Japanische Einblicke
Gefährlich an der Seite einer steilen, bewaldeten Klippe mit Blick auf den Fluss Chikuma gelegen, ist Nunobiki Kannon (Nunobiki Shakuson-ji) eines von Naganos dramatischsten, spirituellsten und visuell beeindruckendsten versteckten Juwelen. In ganz Japan berühmt dafür, das alte Sprichwort „Von einer Kuh zum Zenko-ji Tempel geführt“ hervorgebracht zu haben,
verbindet dieser heilige Bergtempel tiefgründige Volkslegenden mit atemberaubender Klippenarchitektur. Im Gegensatz zu den belebten, flachen Resort-Wegen des zentralen Karuizawa fühlt sich ein Besuch hier an, als würde man direkt in ein ruhiges, altes japanisches Landschaftsgemälde treten.
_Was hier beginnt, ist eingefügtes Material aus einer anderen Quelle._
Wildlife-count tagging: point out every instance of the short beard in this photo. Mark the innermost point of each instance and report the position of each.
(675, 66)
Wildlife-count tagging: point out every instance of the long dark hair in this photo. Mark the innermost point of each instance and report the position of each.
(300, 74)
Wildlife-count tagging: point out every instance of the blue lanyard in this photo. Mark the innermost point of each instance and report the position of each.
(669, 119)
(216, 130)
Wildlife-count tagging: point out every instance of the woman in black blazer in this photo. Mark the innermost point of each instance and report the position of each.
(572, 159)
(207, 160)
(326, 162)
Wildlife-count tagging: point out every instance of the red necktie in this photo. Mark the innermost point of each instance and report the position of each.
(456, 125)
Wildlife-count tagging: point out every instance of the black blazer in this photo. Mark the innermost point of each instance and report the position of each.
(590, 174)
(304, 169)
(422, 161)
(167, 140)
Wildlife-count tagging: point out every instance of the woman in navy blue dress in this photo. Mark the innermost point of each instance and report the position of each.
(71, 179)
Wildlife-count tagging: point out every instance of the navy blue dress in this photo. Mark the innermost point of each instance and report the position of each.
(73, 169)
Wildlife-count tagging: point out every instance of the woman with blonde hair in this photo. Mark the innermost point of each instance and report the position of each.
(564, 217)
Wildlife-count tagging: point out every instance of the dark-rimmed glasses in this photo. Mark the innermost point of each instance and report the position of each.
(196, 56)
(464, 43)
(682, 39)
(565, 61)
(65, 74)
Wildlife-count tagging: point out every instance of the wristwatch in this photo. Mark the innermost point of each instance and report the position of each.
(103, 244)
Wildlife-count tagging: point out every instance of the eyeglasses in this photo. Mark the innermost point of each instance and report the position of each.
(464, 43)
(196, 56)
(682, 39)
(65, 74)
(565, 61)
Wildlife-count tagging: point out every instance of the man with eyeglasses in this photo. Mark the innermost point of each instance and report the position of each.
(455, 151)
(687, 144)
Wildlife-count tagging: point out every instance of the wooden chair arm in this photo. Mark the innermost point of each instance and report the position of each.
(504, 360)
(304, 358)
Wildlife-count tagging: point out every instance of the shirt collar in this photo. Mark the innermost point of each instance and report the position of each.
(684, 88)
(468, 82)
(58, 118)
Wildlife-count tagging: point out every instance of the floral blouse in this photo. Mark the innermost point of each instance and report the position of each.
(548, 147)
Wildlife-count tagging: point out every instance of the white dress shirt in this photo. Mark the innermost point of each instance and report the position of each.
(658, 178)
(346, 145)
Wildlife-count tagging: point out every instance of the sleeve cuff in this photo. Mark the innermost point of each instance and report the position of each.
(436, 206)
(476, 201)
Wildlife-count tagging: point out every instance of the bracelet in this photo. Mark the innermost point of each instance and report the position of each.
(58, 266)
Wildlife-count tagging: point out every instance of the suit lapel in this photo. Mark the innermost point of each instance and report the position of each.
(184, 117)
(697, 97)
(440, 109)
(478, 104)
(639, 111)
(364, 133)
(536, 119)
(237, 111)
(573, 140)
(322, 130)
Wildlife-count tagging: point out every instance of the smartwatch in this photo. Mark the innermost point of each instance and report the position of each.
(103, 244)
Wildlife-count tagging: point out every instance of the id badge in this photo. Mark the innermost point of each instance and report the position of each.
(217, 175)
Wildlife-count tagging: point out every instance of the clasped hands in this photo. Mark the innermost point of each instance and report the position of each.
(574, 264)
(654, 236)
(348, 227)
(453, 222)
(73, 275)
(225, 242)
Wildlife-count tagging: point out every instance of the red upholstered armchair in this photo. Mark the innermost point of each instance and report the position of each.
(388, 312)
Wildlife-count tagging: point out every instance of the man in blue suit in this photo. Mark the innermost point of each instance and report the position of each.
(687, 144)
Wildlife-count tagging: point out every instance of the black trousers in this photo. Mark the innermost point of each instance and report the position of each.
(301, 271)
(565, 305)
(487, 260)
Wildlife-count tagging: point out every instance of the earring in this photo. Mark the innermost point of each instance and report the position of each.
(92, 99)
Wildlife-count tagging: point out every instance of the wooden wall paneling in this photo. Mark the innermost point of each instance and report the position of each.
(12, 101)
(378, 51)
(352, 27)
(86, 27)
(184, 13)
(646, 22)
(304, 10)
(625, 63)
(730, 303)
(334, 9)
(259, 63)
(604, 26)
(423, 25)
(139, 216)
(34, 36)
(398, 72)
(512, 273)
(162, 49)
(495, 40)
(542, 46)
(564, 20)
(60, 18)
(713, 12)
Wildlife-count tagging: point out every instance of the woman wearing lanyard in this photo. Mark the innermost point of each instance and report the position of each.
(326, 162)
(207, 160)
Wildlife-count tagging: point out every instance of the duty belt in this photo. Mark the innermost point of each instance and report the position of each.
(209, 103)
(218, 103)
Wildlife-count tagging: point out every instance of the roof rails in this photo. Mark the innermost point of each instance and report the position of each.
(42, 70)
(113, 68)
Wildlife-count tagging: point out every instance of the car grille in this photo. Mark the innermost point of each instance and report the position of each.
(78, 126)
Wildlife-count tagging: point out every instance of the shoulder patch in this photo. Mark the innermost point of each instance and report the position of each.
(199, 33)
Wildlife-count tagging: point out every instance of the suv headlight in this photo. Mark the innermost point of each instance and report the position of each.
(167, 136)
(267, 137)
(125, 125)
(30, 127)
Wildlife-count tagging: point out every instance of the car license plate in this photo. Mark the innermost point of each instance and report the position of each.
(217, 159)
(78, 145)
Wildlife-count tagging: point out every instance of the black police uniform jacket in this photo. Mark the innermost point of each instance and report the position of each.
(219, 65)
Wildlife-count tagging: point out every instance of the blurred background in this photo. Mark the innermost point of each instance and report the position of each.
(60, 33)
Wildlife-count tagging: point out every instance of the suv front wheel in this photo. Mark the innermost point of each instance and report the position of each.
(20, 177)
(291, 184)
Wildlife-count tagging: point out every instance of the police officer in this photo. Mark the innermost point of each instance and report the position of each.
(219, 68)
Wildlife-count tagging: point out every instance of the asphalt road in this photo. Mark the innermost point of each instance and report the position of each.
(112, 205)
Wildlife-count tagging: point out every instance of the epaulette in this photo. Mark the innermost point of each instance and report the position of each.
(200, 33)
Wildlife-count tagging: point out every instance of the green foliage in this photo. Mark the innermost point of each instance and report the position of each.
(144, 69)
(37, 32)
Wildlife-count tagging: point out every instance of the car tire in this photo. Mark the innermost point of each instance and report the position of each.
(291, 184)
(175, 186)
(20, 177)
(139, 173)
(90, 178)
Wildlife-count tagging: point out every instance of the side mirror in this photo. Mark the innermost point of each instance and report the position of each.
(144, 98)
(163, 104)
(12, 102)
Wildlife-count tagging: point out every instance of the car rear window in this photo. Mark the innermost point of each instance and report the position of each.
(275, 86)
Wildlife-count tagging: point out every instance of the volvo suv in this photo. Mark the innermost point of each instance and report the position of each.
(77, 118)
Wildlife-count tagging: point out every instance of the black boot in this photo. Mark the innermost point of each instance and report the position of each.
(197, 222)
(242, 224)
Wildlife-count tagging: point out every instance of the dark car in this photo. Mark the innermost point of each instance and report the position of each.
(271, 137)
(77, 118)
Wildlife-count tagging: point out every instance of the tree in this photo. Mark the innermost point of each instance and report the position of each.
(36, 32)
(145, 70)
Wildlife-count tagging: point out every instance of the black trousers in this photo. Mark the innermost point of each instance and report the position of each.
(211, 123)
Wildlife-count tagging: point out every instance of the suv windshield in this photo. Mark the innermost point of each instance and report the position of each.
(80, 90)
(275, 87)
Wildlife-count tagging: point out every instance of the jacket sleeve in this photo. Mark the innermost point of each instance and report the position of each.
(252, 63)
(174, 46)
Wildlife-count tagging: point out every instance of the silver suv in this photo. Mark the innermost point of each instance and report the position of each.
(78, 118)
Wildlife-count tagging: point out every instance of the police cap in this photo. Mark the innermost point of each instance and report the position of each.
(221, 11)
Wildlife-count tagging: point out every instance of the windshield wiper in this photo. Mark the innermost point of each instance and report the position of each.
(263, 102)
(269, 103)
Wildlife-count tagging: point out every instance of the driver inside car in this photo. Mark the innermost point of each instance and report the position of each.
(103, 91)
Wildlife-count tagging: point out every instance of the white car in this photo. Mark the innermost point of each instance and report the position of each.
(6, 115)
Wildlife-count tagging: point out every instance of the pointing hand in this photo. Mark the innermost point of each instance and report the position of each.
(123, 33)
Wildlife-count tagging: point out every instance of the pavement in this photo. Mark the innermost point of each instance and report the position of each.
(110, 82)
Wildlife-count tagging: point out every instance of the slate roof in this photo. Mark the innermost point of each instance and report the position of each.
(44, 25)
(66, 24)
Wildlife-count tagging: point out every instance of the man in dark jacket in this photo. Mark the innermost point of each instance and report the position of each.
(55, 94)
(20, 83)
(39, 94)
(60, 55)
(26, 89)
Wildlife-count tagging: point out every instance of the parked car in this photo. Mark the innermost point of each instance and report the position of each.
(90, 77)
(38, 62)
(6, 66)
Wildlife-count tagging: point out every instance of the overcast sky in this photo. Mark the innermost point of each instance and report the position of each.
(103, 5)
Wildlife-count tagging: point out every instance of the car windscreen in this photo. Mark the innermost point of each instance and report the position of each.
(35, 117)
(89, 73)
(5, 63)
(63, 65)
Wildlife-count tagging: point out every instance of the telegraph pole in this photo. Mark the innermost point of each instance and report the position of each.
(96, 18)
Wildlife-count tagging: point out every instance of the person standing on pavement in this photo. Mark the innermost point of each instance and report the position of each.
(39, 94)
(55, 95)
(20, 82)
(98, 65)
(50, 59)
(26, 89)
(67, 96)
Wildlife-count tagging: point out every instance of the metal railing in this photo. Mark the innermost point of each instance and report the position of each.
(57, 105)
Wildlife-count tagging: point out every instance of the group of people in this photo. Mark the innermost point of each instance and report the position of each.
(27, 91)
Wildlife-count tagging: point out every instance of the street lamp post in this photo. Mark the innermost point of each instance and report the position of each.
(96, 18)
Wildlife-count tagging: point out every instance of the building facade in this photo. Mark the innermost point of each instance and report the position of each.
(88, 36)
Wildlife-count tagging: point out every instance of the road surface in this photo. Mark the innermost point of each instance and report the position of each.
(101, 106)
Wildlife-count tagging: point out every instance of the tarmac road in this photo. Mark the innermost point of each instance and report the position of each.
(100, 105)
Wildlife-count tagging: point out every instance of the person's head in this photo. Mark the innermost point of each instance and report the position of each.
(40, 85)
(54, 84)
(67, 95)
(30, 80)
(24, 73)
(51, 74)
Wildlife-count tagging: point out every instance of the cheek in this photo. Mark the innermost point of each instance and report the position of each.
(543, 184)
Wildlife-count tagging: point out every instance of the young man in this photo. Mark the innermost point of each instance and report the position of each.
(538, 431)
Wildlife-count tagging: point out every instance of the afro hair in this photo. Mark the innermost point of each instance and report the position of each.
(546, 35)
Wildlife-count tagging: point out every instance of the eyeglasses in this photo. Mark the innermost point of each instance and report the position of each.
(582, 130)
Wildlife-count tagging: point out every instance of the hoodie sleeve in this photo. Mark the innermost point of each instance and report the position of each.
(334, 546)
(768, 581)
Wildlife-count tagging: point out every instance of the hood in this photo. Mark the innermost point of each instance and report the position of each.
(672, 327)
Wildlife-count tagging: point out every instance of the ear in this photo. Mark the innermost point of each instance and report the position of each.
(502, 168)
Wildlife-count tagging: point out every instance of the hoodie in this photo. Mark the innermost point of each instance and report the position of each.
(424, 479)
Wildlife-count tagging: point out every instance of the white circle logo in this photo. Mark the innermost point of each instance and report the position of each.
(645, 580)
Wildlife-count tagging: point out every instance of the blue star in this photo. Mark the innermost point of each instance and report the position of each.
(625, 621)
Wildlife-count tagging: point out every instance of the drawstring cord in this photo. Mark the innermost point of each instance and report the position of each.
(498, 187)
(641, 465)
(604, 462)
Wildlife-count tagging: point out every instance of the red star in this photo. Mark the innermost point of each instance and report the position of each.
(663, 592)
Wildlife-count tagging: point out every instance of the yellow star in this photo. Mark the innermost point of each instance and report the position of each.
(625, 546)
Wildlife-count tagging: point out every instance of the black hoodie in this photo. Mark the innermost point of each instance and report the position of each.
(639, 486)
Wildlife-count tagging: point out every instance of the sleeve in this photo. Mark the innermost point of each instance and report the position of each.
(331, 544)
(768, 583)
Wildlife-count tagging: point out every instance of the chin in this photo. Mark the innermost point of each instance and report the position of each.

Das Highlight des Heiligtums ist die Kannon-do (Haupthalle), die 1252 erbaut wurde. Mit der traditionellen Kake-zukuri (hängender Überhang-Stil) – derselben alten architektonischen Technik, die auch für Kyotos berühmten Kiyomizu-dera verwendet wurde – scheint sie unmöglich in der Luft über dem Tal zu schweben.
Wichtige Highlights
Der Heilige Bergpfad: Um die Klippenhalle zu erreichen, ist eine lohnende 20-minütige Wanderung bergauf entlang eines alten Steinpfades erforderlich, der von hoch aufragenden Zedernbäumen, moosbewachsenen Steinstatuen, natürlichen Felsbögen und dramatischen Wasserfällen gesäumt ist.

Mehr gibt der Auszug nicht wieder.